You can install the latest version from GitHub by cloning the repo and running setup

git clone https://github.com/GiulioRossetti94/PyBondLab.git
cd PyBondLab
python setup.py install

Usage & Examples

For a more complete overview, see notebooks and scripts in example

Portfolio sorting

This example demonstrates how to implement a long-short investment strategy using the PyBondLab module, based on quintile sorting of corporate bond on credit ratings.

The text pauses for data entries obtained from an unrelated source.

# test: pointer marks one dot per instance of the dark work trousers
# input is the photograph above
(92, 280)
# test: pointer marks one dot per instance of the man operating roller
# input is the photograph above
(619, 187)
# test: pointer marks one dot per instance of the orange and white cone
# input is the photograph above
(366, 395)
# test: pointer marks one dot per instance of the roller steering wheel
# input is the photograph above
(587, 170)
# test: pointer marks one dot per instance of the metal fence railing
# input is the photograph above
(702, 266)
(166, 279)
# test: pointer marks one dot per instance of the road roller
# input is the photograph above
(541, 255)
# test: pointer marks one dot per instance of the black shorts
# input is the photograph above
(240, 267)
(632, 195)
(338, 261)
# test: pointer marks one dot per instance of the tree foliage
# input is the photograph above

At each month $t$, corporate bonds are sorted into five portfolios according to their credit rating (RATING_NUM column). The strategy involves:

  1. Long Position: buy the bonds in the quintile portfolio containing bonds with the lowest credit rating (i.e., long bonds with higher default risk)
  2. Short Position: sell (short-sell) the bonds in the quintile portfolio containing bonds with the highest credit rating (i.e., short/sell bonds with low default risk)
import PyBondLab as pbl
import pandas as pd
import numpy as np
import wrds

# read bond dataset
# use a pandas DataFrame with columns:
# "RATING_NUM": the credit rating of bonds
# "ISSUE_ID": the identifier for each bond
# "date": the date
# "RET_L5M": bond returns used to compute portfolio returns
# "VW":  weights used to compute value-weighted performnace

# Read in data directly from WRDS
# Assumes you have a valid WRDS account and have set-up your cloud access #
# See:
# https://wrds-www.wharton.upenn.edu/pages/support/programming-wrds/programming-python/python-wrds-cloud/
wrds_username = '' # Input your WRDS username
db = wrds.Connection(wrds_username = wrds_username )

tbl1 = db.raw_sql("""SELECT  DATE, ISSUE_ID,CUSIP, RATING_NUM, RET_L5M,AMOUNT_OUTSTANDING,
                                TMT, N_SP, PRICE_L5M                         
                        FROM wrdsapps.bondret
                  """)
                  
# Required because the WRDS data comes with "duplicates" in the index
# does not affect data, but the "index" needs to be re-defined #                 
tbl1 = tbl1.reset_index()
tbl1['index'] = range(1,(len(tbl1)+1))

# Format the data
tbl1.columns = tbl1.columns.str.upper()
tbl1['date'] = pd.to_datetime(tbl1['DATE'])
tbl1['AMOUNT_OUTSTANDING'] = np.abs(tbl1['AMOUNT_OUTSTANDING'])
tbl1['PRICE_L5M'] = np.abs(tbl1['PRICE_L5M'])
tbl1 = tbl1.sort_values(['ISSUE_ID','DATE'])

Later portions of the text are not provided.